The second Siesta variant with a 4.5h night core would line up with the 90m cycle scheduling rule. However, so far it has reported much less success than the standard version. People with slightly lower monophasic requirements (e.g, 7h) might be able to adapt to this variant. Note that after adapting to the default Siesta version, the night core may sometimes naturally shorten to 4.5h, but it does not happen very often.
Night core extension
This variant also sees a lot of success, mostly in people with active lifestyles or are still growing. The adaptation is far easier than the default one, and the extended night core follows the 90m cycle rule. This still gives some sleep reduction for people with high monophasic needs. The most common form of scheduling this setup is to have a slightly longer core at night and keep the daytime core as it is. However, the night core can still be extended further, and the schedule becomes non-reducing (i.e. no sleep reduction from monophasic). An example would be a 6.5-7h night core, and a 90m daytime sleep for an individual with ~8-9h monophasic baseline. For those with a monophasic baseline similar to the total on this variant, it can be substantially more flexible, even during adaptation.
Day core extension
This variant, which resembles Segmented, has also seen some success. This is often done by those who work evening shifts.
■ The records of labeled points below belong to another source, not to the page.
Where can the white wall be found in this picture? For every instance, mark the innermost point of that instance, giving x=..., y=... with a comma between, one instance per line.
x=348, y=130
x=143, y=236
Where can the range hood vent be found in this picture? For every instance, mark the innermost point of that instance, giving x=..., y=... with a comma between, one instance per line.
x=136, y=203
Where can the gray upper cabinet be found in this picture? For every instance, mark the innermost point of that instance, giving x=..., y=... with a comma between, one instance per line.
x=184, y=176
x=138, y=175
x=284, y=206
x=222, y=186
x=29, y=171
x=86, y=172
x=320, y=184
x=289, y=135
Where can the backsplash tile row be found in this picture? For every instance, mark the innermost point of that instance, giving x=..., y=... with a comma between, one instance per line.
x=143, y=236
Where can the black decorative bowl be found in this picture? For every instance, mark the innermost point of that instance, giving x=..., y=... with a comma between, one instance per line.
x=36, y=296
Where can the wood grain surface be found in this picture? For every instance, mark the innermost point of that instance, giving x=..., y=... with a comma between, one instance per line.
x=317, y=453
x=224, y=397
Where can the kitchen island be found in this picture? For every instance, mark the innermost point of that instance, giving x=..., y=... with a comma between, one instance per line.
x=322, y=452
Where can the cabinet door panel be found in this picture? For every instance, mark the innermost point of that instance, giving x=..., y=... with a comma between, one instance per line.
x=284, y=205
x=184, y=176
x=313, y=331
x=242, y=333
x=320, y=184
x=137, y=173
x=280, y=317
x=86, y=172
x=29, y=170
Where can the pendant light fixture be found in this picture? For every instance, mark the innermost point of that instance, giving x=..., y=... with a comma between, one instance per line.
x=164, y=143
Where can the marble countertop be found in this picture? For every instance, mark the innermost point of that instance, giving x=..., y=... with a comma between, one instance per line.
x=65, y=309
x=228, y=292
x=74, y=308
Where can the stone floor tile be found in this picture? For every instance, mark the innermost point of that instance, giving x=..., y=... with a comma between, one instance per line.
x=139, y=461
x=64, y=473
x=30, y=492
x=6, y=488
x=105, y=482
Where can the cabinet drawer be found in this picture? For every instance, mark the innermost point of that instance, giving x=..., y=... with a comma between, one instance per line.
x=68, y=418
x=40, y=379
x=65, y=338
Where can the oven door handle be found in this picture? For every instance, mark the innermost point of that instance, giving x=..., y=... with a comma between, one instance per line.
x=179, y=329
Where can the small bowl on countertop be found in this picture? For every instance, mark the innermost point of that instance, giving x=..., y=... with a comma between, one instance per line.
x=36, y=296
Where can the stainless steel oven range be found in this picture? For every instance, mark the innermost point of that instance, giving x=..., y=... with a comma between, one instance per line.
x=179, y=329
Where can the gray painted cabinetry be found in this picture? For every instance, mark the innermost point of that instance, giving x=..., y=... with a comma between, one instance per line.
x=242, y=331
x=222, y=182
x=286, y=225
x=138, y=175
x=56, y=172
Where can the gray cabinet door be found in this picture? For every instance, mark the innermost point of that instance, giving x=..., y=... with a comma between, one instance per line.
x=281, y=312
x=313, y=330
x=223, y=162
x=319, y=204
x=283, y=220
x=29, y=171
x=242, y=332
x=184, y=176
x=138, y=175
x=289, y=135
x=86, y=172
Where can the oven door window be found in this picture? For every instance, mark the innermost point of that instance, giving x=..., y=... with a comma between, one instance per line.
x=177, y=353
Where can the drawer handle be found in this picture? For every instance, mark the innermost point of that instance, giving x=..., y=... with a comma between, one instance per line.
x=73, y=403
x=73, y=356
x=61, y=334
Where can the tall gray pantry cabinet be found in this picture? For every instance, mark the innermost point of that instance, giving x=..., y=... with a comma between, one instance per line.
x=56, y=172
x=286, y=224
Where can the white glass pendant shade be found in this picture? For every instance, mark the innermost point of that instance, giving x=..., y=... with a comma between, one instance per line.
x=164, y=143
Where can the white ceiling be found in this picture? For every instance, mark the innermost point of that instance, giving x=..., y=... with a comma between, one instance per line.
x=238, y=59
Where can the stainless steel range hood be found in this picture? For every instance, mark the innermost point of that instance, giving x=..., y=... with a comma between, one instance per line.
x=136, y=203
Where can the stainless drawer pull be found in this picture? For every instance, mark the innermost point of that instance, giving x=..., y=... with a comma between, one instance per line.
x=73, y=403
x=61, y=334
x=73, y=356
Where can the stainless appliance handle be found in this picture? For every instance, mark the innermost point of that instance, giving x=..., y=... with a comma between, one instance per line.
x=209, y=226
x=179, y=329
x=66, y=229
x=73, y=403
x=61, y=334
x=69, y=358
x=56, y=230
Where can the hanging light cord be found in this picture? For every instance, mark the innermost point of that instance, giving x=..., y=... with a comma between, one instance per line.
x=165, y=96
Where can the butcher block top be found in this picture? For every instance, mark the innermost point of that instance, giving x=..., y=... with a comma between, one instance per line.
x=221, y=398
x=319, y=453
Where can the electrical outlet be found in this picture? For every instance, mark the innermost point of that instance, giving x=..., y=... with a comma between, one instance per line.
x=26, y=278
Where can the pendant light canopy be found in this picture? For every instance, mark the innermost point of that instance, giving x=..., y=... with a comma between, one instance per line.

In this setup, the dark period should start 1.5-3h before the night core, and continue until ~1.5-2h after the night core to stabilize the circadian rhythm. This setup might require additional circadian management to keep the circadian rhythm stable, as the longer daytime core may cause the body to mistaken it for a nighttime sleep.
- Davies DJ, Graham KS, Chow CM (2010). "The effect of prior endurance training on nap sleep patterns". International Journal of Sports Physiology and Performance. 5 (1): 87–97. doi:10.1123/ijspp.5.1.87.
- Barone TL (2000). "Is the siesta an adaptation to disease? : A cross-cultural examination". Human Nature. 11 (3): 233–258. doi:10.1007/s12110-000-1012-4.